The Alexandria (Va.) school board has approved the installation of weapon-detection systems on four campuses as part of a pilot program addressing concerns about weapons in schools.
The Washington Post reports that the scanners, which use engineering and artificial intelligence to detect weapons, will be activated in May. The board action follows incidents involving weapons at the city’s schools.
District administrators said community survey found wide support for detectors in schools. About 85% of more than 4,300 respondents supported installing the screening equipment in all or some schools; 58% supported use in all schools.
Each detector will cost about $13,000 for mobile equipment and $60,000 for fixed equipment. The pilot program would use a combination of the two.
More schools have been bolstering their security systems in recent years. Data from the National Center for Education Statistics show that 43% of schools reported in November that they had panic buttons or silent alarms with a direct connection to law enforcement, an increase from 29% during the 2017-18 school year. Nearly 65% of schools now have anonymous or confidential threat-reporting systems. Only about 6% of schools reported using metal detectors in schools.

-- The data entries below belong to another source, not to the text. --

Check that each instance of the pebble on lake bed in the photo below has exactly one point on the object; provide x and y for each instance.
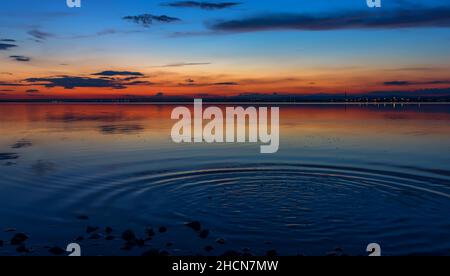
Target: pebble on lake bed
(91, 229)
(150, 232)
(162, 229)
(194, 225)
(23, 249)
(128, 236)
(57, 250)
(204, 234)
(220, 241)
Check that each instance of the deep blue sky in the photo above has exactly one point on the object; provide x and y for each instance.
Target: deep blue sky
(260, 45)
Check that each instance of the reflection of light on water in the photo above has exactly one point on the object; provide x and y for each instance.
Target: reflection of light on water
(343, 173)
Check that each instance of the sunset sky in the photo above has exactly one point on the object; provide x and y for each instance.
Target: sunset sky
(119, 48)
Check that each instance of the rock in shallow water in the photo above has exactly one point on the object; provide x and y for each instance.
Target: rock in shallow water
(95, 236)
(162, 229)
(194, 225)
(57, 251)
(91, 229)
(23, 249)
(83, 217)
(204, 234)
(19, 239)
(128, 235)
(221, 241)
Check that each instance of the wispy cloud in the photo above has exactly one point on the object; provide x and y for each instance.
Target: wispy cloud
(6, 46)
(383, 19)
(192, 83)
(410, 83)
(106, 80)
(40, 35)
(182, 64)
(202, 5)
(21, 58)
(118, 73)
(148, 19)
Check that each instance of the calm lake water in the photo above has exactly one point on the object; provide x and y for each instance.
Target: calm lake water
(345, 176)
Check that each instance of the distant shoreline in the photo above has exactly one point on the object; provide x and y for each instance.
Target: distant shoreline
(224, 102)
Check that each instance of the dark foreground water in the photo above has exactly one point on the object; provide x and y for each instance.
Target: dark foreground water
(345, 176)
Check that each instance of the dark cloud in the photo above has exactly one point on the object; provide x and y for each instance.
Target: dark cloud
(409, 83)
(23, 143)
(202, 5)
(105, 79)
(148, 19)
(121, 129)
(21, 58)
(9, 156)
(6, 46)
(182, 64)
(31, 91)
(70, 82)
(192, 83)
(39, 35)
(226, 83)
(10, 84)
(118, 73)
(370, 19)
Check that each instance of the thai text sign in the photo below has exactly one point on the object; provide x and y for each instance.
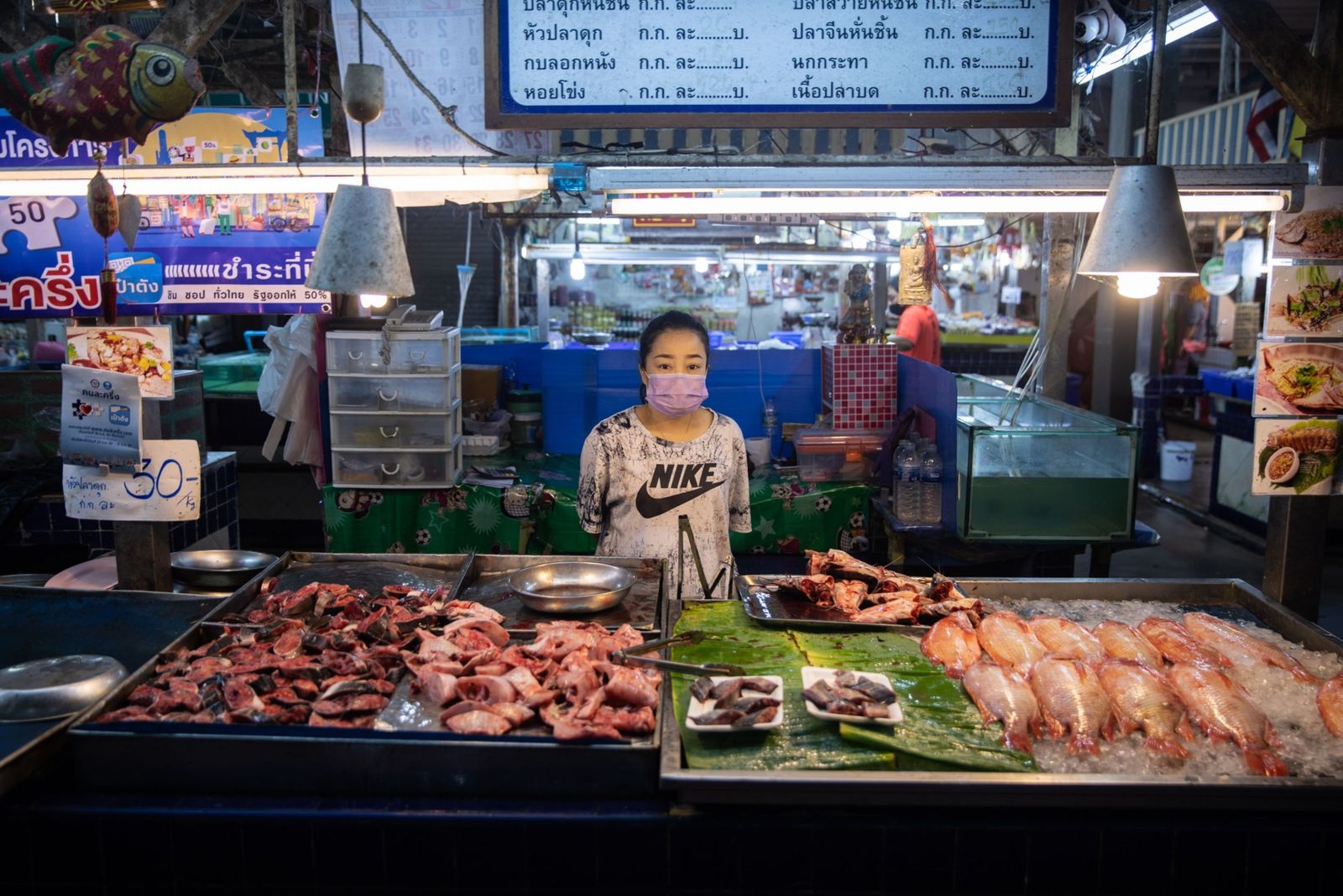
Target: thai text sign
(776, 62)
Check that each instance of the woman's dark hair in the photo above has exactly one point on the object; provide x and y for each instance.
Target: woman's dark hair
(664, 324)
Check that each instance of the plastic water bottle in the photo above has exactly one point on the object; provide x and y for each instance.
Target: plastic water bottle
(930, 487)
(908, 499)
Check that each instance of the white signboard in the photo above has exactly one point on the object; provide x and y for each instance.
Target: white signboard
(100, 418)
(754, 60)
(442, 43)
(165, 488)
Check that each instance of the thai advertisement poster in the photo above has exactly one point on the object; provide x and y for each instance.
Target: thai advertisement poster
(144, 353)
(238, 253)
(100, 419)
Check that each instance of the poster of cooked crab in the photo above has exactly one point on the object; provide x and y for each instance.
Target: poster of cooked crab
(1295, 457)
(1306, 300)
(1299, 378)
(1316, 231)
(143, 352)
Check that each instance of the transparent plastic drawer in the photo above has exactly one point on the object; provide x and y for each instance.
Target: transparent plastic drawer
(396, 468)
(391, 394)
(436, 352)
(393, 431)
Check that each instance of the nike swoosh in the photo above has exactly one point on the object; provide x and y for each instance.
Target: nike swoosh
(651, 506)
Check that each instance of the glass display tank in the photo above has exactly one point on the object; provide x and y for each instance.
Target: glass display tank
(1029, 468)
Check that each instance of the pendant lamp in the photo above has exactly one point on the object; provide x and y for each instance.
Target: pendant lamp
(1141, 233)
(362, 250)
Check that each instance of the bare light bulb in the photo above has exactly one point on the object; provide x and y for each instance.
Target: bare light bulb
(1138, 286)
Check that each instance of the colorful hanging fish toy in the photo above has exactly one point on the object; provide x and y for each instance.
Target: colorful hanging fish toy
(116, 86)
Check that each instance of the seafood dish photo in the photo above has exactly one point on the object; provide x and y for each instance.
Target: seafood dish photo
(1316, 233)
(725, 703)
(1296, 457)
(333, 656)
(1194, 691)
(1306, 300)
(870, 595)
(1299, 378)
(844, 695)
(134, 351)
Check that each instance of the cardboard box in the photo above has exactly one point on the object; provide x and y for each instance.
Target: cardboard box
(483, 384)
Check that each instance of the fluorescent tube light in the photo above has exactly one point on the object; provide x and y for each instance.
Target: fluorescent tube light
(839, 207)
(1121, 56)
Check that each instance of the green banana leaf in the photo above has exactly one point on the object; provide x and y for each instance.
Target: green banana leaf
(942, 727)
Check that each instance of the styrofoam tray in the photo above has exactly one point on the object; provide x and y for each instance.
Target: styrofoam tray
(813, 674)
(704, 706)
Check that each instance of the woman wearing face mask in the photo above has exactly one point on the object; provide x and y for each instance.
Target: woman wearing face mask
(646, 466)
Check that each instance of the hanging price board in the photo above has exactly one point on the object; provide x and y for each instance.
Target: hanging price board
(165, 488)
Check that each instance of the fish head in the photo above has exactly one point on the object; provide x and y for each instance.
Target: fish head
(165, 82)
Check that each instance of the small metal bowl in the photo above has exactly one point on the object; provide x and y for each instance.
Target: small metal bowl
(57, 687)
(572, 586)
(219, 570)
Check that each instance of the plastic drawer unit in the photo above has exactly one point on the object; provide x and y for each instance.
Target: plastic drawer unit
(395, 408)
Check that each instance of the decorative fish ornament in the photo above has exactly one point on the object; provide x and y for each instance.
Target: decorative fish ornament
(116, 86)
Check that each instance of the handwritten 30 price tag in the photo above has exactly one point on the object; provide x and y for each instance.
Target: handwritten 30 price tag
(165, 487)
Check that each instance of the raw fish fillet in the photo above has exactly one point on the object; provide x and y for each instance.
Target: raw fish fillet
(1142, 699)
(1330, 701)
(1067, 638)
(1126, 643)
(953, 644)
(1177, 644)
(1006, 638)
(1004, 695)
(1240, 647)
(1072, 701)
(1224, 711)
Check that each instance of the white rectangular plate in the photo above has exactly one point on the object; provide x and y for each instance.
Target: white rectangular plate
(705, 706)
(813, 674)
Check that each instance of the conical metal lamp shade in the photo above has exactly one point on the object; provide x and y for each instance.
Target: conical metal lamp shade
(1141, 227)
(362, 250)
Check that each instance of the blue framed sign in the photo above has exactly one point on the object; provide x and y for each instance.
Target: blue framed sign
(763, 63)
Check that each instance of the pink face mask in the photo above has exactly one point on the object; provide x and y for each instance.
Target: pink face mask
(676, 394)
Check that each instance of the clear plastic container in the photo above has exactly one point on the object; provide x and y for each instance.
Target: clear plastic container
(825, 455)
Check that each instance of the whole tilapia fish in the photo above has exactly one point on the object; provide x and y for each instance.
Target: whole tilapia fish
(1177, 644)
(1240, 647)
(1004, 695)
(1224, 711)
(1067, 638)
(1072, 701)
(953, 644)
(1006, 638)
(1126, 643)
(1330, 701)
(1142, 699)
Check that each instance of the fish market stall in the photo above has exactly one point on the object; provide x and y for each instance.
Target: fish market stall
(340, 667)
(1278, 669)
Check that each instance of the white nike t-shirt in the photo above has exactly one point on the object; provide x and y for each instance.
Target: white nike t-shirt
(633, 488)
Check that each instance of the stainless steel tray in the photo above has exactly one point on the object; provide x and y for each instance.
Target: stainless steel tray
(300, 759)
(1036, 789)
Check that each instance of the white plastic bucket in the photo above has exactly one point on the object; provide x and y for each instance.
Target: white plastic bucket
(1178, 461)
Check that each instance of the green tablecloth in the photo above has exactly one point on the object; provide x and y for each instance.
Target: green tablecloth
(786, 514)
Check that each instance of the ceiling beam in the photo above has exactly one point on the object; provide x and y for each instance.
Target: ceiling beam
(1304, 83)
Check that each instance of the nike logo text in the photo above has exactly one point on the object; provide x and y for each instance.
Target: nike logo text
(673, 477)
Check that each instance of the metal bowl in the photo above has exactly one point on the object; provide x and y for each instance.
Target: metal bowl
(57, 687)
(219, 569)
(572, 586)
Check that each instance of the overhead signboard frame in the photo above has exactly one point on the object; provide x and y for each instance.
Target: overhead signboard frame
(816, 63)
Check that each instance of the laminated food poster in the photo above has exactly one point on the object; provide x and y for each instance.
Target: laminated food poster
(143, 352)
(100, 419)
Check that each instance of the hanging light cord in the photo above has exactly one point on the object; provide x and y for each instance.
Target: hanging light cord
(1154, 82)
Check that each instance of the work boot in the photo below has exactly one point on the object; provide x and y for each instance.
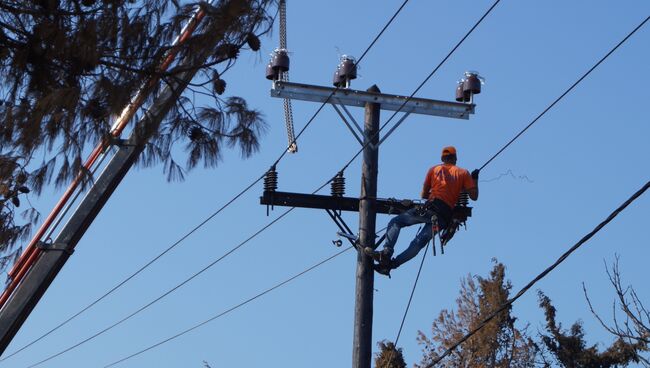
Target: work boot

Alexandria schools reported 28 incidents of weapons during the 2021-22 school year, and more may have gone unreported, officials said. Last week, Alexandria City High School was locked down after a teacher discovered a 14-year-old student with an unloaded handgun, city officials said. The student was charged with possession of a firearm on school property.
The scanners will be installed at Alexandria City High School’s King Street and Minnie Howard campuses, and Francis C. Hammond and George Washington middle schools.